Biden had some options in recent months, but none of them were tested. Theoretically, he could’ve minted a trillion-dollar coin. But you’d have to get Treasury Secretary Janet Yellen on board, which appeared unlikely. “I’m opposed to it and I don’t think we should consider it seriously. It’s really a gimmick,” she told CNBC, adding: “It compromises the independence of the Fed, conflating monetary and fiscal policy.” There was talk about a discharge petition to bring a clean debt ceiling bill to the floor, but it would mean finding at least five sane Republican members of Congress who would risk a primary challenge by circumventing McCarthy. Then there was the untested theory that Biden could invoke the 14th Amendment, which Yellen believed could trigger a “constitutional crisis.” As she told ABC News, “There is no way to protect our financial system and our economy other than Congress doing its job and raising the debt ceiling and enabling us to pay our bills.” 

So the Biden administration found itself without good options and needing desperately not to spook the markets. The White House had to prevent an economic meltdown while negotiating with economic terrorists. Enter the director of the US Office of Management and Budget Shalanda Young, who, along with counselor to the president Steve Ricchetti and other White House officials, brokered the deal with Republicans. McCarthy had privately praised Young as “well respected” and “well liked,” according to The Washington Post, while Republican senator Susan Collins told CNN, “She can cut through all of the, as Joe Biden would say, ‘malarkey,’ and get to the heart of the issue.” 
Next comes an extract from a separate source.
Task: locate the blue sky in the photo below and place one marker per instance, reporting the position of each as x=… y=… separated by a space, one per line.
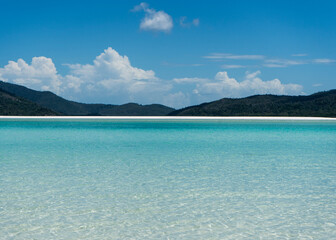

McCarthy held a lot of good cards, but is not much of a policy wonk and, per The New York Times, is still “a golden retriever of a man.” He insisted new work requirements for federal assistance programs were a “red line,” and indeed, new ones will be imposed as part of the deal. But McCarthy’s “red line” ended up being a starting line for expanding SNAP. As Axios noted, “the number of people eligible for the Supplemental Nutrition Assistance Program (SNAP) will actually go up as a result of the agreement.” In the end, “the new SNAP work requirements do absolutely nothing when it comes to deficit reduction” but “do help veterans and the homeless.”

One big question emerging from this debt ceiling standoff is what does today’s Republican Party even stand for? Boehner and his successor, Paul Ryan, wanted to make the government smaller. But does Trump really want to do that? Trump says he doesn’t want to cut entitlement programs, yet he wants to cut taxes. This is not a recipe for financial solvency. 

Trump, of course, was also fine with Congress lifting the debt ceiling three times while he was president without similar budgetary demands. When asked in last month’s CNN town hall about previously opposing using the debt ceiling in this manner, he responded, “Sure, that’s when I was president.” “So why is it different now that you’re out of office?” Collins asked, to which Trump replied: “Because now I’m not president.” 

During this debt ceiling fight, likely due to pressure from Trump’s own agenda, McCarthy had to take cuts to Medicare and Social Security “completely off the table.” His party only seemingly stands united behind massive spending cuts when a Democratic president is in charge. 

As could be expected, the deal had things for everyone to dislike. Republican representative Chip Roy called it a “betrayal” and led the right-wing revolt against it. Fellow Republican Nancy Mace tweeted that the party “got outsmarted by a President who can’t find his pants.” And part-time insurrectionist Congresswoman Marjorie Taylor Greene called the deal “a shit sandwich,” though she still voted for it.  

Progressives are also unhappy with the deal, which is very much the kind of agreement a divided government produces. Progressive Caucus chair Pramila Jayapal, who voted “no,” said that although “We appreciate the President and White House negotiating on behalf of the people given the circumstances,” Congress “must be clear that this hostage-taking is absolutely unacceptable and that there will be very real consequences for working people and poor people.” She added, “while the Biden Administration was able to walk back many of the extreme GOP’s worst ideas, we should never have gotten to this place.”